Yan mengingatkan bahwa jika hal-hal tersebut belum atau tidak menjadi perhatian utama dan tidak dilakukan penyidik maka dugaan tindak pidana sebagaimana dilaporkan oleh Welly Maria Dimoe Djami yang sedang dan akan dilakukan oleh pihak Penyelidik/Penyidik Polda NTT, maka akan berpotensi terjadinya kriminalisasi terhadap Jeriko. “Juga terhadap proses persidangan dan keputusan pengadilan yang telah berkekuatan hukum tetap dalam perkara tindak pidana pemalsuan tanda tangan dengan terdakwa kala itu, adalah saudari Welly Maria Dimoe Djami,” tegasnya.
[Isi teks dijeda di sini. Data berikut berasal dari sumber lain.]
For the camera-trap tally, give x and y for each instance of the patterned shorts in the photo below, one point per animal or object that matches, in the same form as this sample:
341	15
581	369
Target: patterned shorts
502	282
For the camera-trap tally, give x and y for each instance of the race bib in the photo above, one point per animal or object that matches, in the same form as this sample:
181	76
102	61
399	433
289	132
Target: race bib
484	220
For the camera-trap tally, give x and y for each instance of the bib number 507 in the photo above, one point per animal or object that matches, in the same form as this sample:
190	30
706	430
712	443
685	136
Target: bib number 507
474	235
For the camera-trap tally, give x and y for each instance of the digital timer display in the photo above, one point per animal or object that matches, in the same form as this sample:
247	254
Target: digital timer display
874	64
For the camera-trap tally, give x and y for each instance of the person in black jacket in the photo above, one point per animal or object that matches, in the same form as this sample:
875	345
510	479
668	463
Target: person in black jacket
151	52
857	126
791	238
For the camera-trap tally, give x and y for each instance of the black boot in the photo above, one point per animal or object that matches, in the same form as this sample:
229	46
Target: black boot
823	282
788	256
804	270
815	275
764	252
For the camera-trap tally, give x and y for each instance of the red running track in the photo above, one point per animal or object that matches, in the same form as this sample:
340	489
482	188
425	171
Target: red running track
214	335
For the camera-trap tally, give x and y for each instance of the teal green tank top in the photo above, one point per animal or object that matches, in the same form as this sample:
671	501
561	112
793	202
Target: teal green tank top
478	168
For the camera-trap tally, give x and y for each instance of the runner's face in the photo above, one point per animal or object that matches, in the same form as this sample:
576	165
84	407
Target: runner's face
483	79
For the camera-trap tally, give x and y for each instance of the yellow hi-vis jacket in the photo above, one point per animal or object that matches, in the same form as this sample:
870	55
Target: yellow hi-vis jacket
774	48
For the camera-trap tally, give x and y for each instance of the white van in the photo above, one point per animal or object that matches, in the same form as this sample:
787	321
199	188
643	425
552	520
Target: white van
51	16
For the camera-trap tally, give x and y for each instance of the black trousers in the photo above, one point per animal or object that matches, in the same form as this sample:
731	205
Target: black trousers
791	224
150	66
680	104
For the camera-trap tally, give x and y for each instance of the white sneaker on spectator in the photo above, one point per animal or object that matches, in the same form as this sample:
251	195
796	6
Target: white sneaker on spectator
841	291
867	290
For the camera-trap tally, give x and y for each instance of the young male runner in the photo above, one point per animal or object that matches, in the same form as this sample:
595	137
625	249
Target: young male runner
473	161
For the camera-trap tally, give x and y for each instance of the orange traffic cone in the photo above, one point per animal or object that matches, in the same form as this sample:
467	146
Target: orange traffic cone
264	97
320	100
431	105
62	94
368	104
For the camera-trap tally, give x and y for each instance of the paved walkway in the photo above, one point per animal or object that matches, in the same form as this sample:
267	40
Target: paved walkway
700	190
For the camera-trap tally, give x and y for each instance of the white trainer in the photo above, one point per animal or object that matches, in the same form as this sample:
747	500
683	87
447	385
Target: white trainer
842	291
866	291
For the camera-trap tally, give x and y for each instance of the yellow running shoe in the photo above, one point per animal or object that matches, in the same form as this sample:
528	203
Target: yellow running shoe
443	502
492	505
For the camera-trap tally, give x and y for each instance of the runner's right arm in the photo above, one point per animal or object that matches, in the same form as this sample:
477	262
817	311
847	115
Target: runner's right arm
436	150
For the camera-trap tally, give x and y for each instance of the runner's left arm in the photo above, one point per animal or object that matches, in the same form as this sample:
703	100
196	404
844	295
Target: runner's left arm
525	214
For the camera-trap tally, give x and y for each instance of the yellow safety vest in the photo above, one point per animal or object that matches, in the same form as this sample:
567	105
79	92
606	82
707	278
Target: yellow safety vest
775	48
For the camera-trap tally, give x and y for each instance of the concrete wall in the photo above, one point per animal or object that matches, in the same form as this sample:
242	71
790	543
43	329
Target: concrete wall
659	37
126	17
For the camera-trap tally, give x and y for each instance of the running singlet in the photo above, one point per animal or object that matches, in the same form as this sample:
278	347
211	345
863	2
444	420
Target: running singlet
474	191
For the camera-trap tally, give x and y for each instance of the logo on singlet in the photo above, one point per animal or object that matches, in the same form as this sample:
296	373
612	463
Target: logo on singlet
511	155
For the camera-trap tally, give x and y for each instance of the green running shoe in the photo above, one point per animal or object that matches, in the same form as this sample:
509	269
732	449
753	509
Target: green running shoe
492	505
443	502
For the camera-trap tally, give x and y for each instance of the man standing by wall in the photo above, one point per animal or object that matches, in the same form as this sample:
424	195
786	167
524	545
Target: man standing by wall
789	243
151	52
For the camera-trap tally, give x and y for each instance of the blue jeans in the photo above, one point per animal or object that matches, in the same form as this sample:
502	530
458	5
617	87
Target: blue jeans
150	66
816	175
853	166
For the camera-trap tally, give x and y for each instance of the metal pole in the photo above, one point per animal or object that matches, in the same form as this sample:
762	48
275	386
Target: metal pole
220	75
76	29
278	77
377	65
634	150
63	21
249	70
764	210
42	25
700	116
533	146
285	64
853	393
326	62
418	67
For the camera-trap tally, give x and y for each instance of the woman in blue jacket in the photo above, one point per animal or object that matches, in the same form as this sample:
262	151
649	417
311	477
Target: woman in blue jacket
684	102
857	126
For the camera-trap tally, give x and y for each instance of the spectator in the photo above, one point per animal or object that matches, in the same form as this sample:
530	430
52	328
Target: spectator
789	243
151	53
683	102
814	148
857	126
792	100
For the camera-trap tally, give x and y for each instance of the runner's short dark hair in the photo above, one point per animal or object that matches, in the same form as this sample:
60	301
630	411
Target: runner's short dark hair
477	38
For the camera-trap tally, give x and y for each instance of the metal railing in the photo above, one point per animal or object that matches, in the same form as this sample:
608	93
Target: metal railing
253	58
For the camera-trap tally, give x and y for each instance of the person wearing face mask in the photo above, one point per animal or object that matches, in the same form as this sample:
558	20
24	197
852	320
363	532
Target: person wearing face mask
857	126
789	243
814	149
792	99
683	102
Apalagi, lanjut Yan, jika Jeriko sampai ditetapkan sebagai tersangka dengan mengabaikan Pasal 242 KUHP dan Pasal 174 KUHAP. “Itu sangat merugikan Bapak Jeriko secara materil maupun imateril. Apalagi jika penyidik dengan sengaja memanggil dan memeriksa Jeriko secara berulang-ulang dan memakan waktu yang panjang dan lama," tandasnya.
(Fabi/Cosmas/Fiand).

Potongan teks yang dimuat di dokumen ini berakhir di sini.